Why is it so hard to make change?
It’s a challenge to track projects, and with no one person on top of them, details fall through the cracks. Many projects are multi-year projects with many stakeholders, including DOT, and you might have to be at one meeting in one town with one agency, and then three years later be in another town with another agency.
For example, Kristine Keeney from the East Coast Greenway recently shared how two sections very close together – the Casco Bay Bridge and York Street – will be repaved in 2023 and 2024. But they are separate projects by separate agencies. And since it’s just repaving, there’ s not necessarily any public process set up. And since there’s no staff person at the city or regionally who is in charge of making sure that bike-ped improvements happen, people in non-profits like hers, or volunteers on our committee, have to track each one separately and push for opportunities to make sure that the new design is coordinated and an improvement for all users.
From 2010 to 2015 there was a city staff person that attended our meetings and brought in over $1M in grants but then the city cut that position. Since there’s not a full-time bike-ped coordinator now, there’s no one currently tracking all the opportunities to make changes. Some city staff who personally care about these things do great work, but there’s no one person who is tracking, or coming to the committee, or applying for Federal grants, or even implementing some projects that have already been approved and funded. We are advocating for that position to be restored.
What successes has the group had?
We advocated for the section of trail that connects from Marginal and Franklin to the Back Bay Trail. It used to be impossible to get through there. It’s really useful, for example, going from the East End to Hannaford.

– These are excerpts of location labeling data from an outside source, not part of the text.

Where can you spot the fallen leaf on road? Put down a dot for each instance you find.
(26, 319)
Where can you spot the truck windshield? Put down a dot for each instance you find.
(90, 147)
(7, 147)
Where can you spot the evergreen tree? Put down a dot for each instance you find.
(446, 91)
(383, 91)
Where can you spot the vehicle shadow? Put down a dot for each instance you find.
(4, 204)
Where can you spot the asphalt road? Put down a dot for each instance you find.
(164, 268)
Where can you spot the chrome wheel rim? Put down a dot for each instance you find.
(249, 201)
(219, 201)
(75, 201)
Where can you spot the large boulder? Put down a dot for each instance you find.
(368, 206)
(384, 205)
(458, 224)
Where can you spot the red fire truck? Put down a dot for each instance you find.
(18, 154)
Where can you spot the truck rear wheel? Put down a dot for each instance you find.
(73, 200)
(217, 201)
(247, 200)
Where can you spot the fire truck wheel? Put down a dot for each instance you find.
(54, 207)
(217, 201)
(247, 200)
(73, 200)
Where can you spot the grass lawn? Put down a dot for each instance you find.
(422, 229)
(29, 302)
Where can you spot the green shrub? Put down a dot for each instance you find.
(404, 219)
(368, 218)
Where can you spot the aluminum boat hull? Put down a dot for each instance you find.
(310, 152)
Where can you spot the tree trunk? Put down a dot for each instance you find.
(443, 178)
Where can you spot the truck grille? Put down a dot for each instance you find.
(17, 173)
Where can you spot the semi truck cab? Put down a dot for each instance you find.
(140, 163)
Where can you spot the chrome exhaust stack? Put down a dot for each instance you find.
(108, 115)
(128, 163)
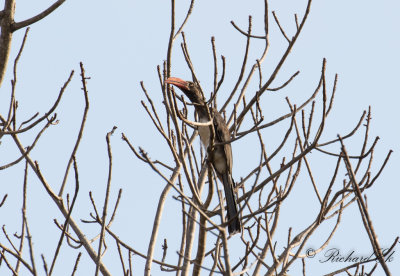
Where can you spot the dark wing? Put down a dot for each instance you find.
(222, 135)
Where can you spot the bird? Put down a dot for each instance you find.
(220, 155)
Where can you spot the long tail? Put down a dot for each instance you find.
(231, 205)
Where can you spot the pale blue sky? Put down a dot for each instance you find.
(122, 42)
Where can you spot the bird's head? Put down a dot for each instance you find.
(191, 89)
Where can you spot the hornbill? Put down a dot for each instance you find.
(221, 155)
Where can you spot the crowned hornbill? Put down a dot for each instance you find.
(221, 155)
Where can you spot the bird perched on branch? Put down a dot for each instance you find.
(220, 155)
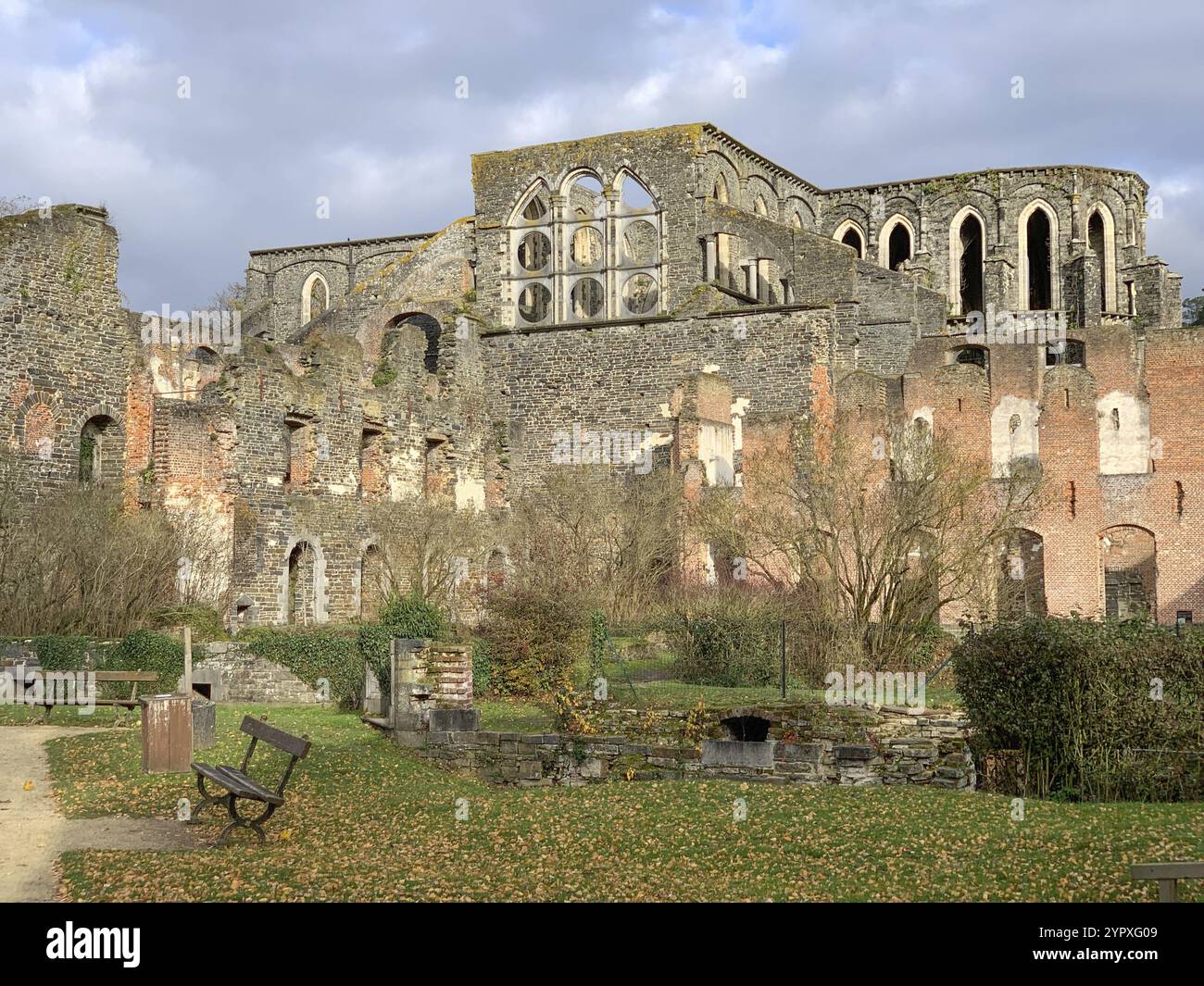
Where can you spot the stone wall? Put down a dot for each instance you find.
(932, 752)
(67, 348)
(232, 673)
(805, 743)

There were a lot of roadblocks with the previous city administration, but we’re hopeful now and a lot of people have joined in the last year.

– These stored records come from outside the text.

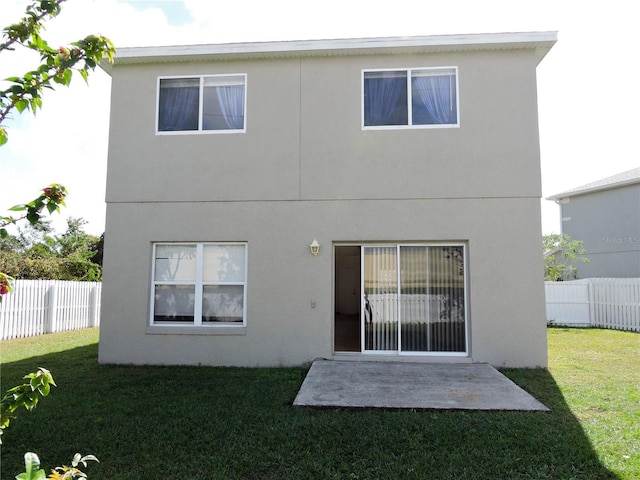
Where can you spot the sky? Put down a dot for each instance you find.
(588, 95)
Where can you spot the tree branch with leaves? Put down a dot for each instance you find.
(57, 64)
(25, 93)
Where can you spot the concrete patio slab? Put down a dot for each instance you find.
(360, 384)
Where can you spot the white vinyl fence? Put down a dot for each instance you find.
(595, 302)
(36, 307)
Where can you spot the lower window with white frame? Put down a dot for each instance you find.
(199, 284)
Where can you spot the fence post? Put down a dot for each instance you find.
(93, 312)
(52, 318)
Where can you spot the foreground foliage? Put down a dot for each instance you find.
(234, 423)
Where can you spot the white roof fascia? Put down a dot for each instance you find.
(601, 185)
(540, 41)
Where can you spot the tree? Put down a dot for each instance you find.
(35, 253)
(57, 66)
(561, 254)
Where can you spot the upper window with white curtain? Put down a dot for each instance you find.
(213, 103)
(410, 97)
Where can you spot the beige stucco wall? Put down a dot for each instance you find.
(305, 169)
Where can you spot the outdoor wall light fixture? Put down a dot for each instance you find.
(314, 247)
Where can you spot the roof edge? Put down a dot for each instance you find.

What are the top priorities for the upcoming year?
To grow and diversify participation in our listserv and meetings. I’m a young, able-bodied white man, and can say, “The city needs to do this to sidewalks to make it better for someone with a disability.” But everyone knows that I personally can get across okay, and it can appear that I’m choosing not to have a car. To advocate more effectively, we need to have more types of people representing their concerns. Of course, we’d love to see more projects come to pass as well…
What’s the best way to impact or how do we improve public ways for non-car drivers?
We need to slow traffic speeds. Cars driving over twenty-five is simply too dangerous for city streets. That requires rebuilding – or at least repainting and adding street furniture such as planters to roads – with that goal in mind. Speed is set by the design of the road, not the speed limit.
Yesterday, I submitted testimony to the Planning Board about the city’s technical manual, which regulates how public right of ways and streets are built, from edge to edge, including curbs, lines, stormwater, esplanades, et cetera. I suggested the possibility of raised crosswalks in addition to bump-outs to slow traffic and increase safety in high pedestrian areas.
Show up in any way you can, that’s how we’ll make this change.